Shears reprit à voix basse :

« Il doit réussir, Warden. Cette affaire est la sienne, et personne ne peut l’empêcher d’aller jusqu’au bout. C’est son coup à lui. Il le sait. Vous et moi, ne sommes plus que des aides. Nous avons eu notre heure. Il ne faut plus penser qu’à faciliter sa tâche. Le sort du pont est en de bonnes mains. »

Après ce premier rapide, il y avait eu une accalmie, pendant laquelle ils avaient consolidé le radeau. Ensuite, ils avaient été encore secoués dans un étroit chenal. Ils avaient perdu du temps devant un amas de roches qui barrait une partie du cours d’eau, formant en amont un vaste et lent tourbillon, dans lequel ils avaient tourné en rond pendant plusieurs minutes, sans pouvoir regagner le courant.

Enfin, ils s’étaient échappés de ce piège. La rivière s’était élargie, s’apaisant tout d’un coup, ce qui leur avait produit l’impression de déboucher dans un lac immense et tranquille. Leurs yeux devinaient les rives et ils parvenaient à conserver le centre du cours d’eau. Bientôt, ils avaient aperçu le pont.

Shears interrompit son récit et regarda silencieusement dans la vallée.
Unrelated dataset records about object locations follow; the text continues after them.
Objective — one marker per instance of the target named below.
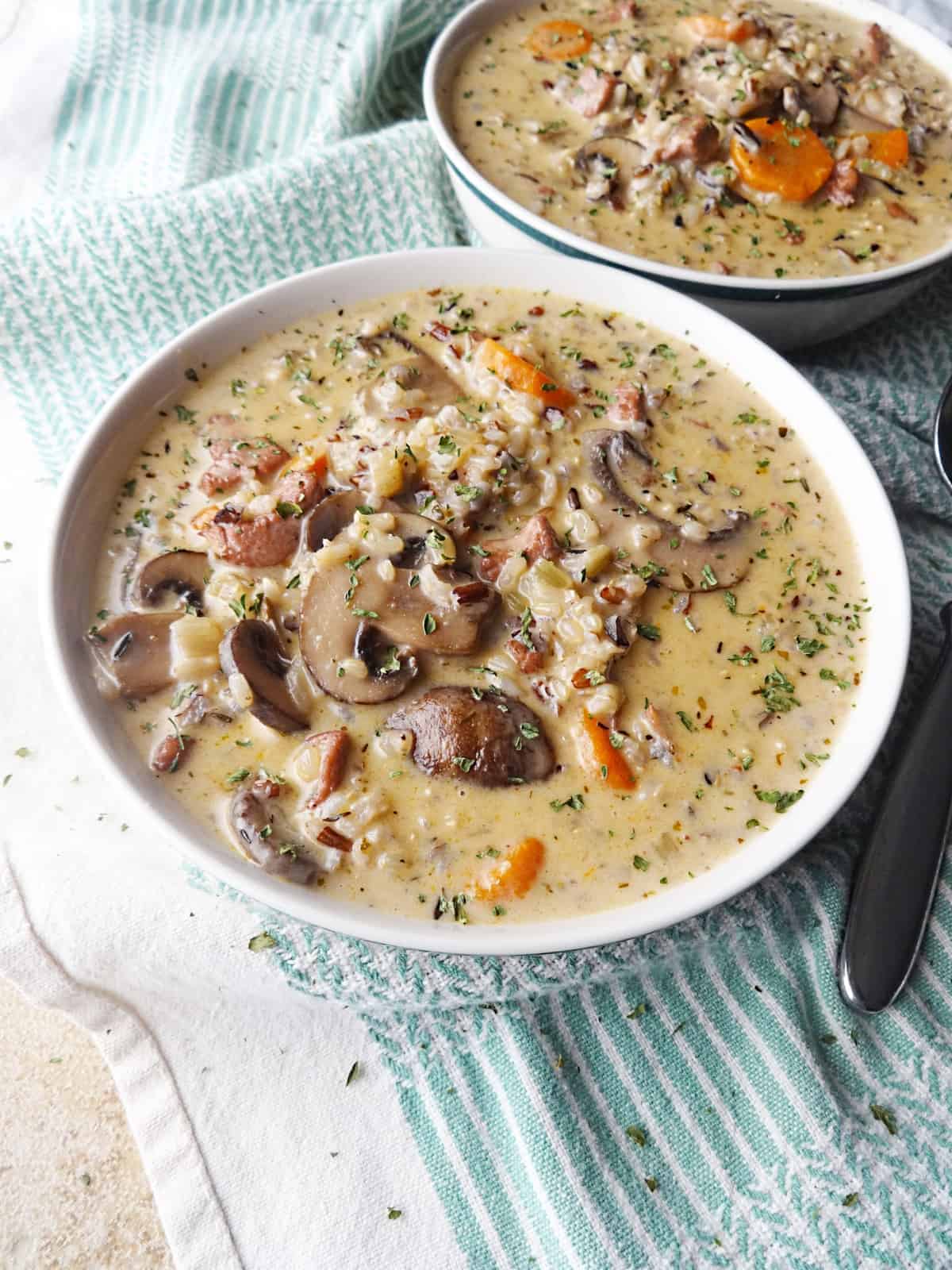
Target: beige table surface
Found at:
(73, 1193)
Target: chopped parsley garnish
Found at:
(778, 799)
(809, 647)
(577, 803)
(885, 1117)
(778, 692)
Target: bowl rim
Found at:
(738, 287)
(689, 319)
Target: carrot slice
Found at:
(514, 874)
(704, 25)
(520, 375)
(791, 162)
(559, 41)
(890, 148)
(608, 760)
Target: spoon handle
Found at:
(899, 873)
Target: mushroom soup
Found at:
(489, 606)
(748, 141)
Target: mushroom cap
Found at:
(251, 648)
(182, 572)
(384, 622)
(624, 469)
(249, 817)
(613, 159)
(330, 516)
(492, 741)
(424, 372)
(135, 652)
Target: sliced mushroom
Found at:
(135, 652)
(624, 469)
(266, 838)
(413, 368)
(251, 649)
(820, 101)
(181, 572)
(332, 514)
(359, 630)
(608, 165)
(489, 741)
(717, 562)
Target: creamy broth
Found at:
(562, 613)
(645, 127)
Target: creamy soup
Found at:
(750, 141)
(482, 605)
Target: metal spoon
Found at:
(898, 876)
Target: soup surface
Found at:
(747, 141)
(489, 606)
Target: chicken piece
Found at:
(238, 461)
(536, 541)
(692, 137)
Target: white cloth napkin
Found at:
(258, 1153)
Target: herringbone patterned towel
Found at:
(697, 1098)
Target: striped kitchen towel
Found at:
(696, 1098)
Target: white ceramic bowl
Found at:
(122, 425)
(786, 313)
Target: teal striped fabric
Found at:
(697, 1098)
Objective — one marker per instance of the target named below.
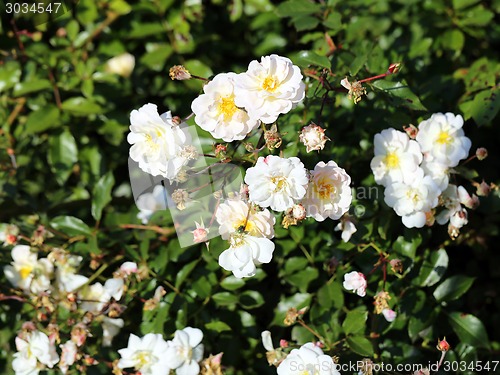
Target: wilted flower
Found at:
(380, 302)
(110, 328)
(355, 90)
(396, 265)
(313, 137)
(122, 65)
(389, 315)
(179, 72)
(212, 365)
(356, 282)
(443, 345)
(273, 137)
(269, 87)
(411, 201)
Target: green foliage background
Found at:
(66, 120)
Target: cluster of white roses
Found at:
(152, 355)
(283, 185)
(230, 108)
(415, 172)
(56, 276)
(308, 359)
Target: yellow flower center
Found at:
(279, 183)
(444, 138)
(227, 108)
(245, 226)
(143, 358)
(325, 188)
(270, 84)
(25, 271)
(413, 196)
(392, 160)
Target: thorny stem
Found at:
(155, 228)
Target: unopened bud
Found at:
(396, 265)
(393, 68)
(272, 137)
(220, 151)
(483, 189)
(481, 153)
(443, 345)
(176, 120)
(180, 73)
(411, 130)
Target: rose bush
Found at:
(292, 165)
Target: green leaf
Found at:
(461, 4)
(42, 119)
(101, 194)
(360, 345)
(400, 94)
(10, 73)
(305, 23)
(452, 288)
(184, 273)
(477, 16)
(62, 155)
(483, 108)
(469, 329)
(432, 270)
(81, 106)
(232, 283)
(251, 299)
(293, 8)
(217, 326)
(406, 245)
(202, 287)
(225, 298)
(330, 295)
(298, 301)
(306, 58)
(70, 225)
(30, 86)
(120, 7)
(354, 321)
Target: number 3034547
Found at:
(34, 8)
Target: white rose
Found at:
(269, 87)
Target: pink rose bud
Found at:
(313, 137)
(481, 153)
(443, 345)
(393, 68)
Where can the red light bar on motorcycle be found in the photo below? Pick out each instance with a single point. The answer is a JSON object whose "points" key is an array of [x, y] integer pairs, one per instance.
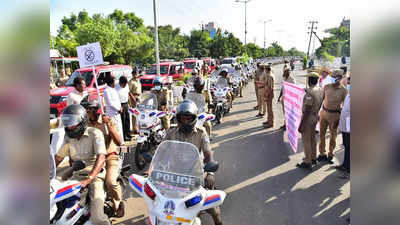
{"points": [[193, 201], [149, 192]]}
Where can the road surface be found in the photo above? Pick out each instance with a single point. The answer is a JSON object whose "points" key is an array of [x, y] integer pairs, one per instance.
{"points": [[258, 172]]}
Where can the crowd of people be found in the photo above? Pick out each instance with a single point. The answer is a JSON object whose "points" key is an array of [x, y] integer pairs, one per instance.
{"points": [[326, 104], [94, 136]]}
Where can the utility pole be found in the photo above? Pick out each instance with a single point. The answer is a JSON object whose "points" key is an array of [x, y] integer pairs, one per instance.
{"points": [[311, 33], [245, 18], [264, 21], [156, 37]]}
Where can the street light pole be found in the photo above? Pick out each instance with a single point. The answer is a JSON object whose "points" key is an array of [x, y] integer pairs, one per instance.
{"points": [[311, 33], [245, 19], [264, 21], [156, 39]]}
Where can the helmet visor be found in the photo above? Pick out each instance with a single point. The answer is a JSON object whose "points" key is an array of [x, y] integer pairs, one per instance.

« Bizarre de le contempler ainsi, par en dessus… et en entier. Il a une tout autre physionomie quand on est dessous, la nuit. Je n’ai guère vu que des morceaux les uns après les autres. Ce sont les morceaux qui importent pour nous, avant… après aussi, d’ailleurs… Sauf en arrivant. Alors sa silhouette se détachait sur le ciel avec une netteté incroyable. Je tremblais que nous fussions aperçus. Il me semblait qu’on devait nous voir comme en plein jour. C’était une illusion, bien sûr. Nous étions dans l’eau jusqu’au nez. Le sous-marin était en plongée. Il avait même tendance à couler complètement. Certains bambous étaient fendus. Mais tout a bien marché. Il n’y avait pas de lumière. Nous avons glissé sans bruit dans les ténèbres du pont. Pas un choc. Nous avons amarré le radeau à un pilier d’une rangée intérieure et le travail a commencé. Nous étions déjà engourdis par le froid.

— Pas d’ennui particulier ? demanda Warden.

— Pas d’ennui “particulier”, si vous voulez ; à condition que vous trouviez normale une besogne de cette sorte, Warden… »

Il s’arrêta de nouveau, comme hypnotisé par le pont, que le soleil éclairait encore, et dont le bois clair se détachait au-dessus de l’eau jaunâtre.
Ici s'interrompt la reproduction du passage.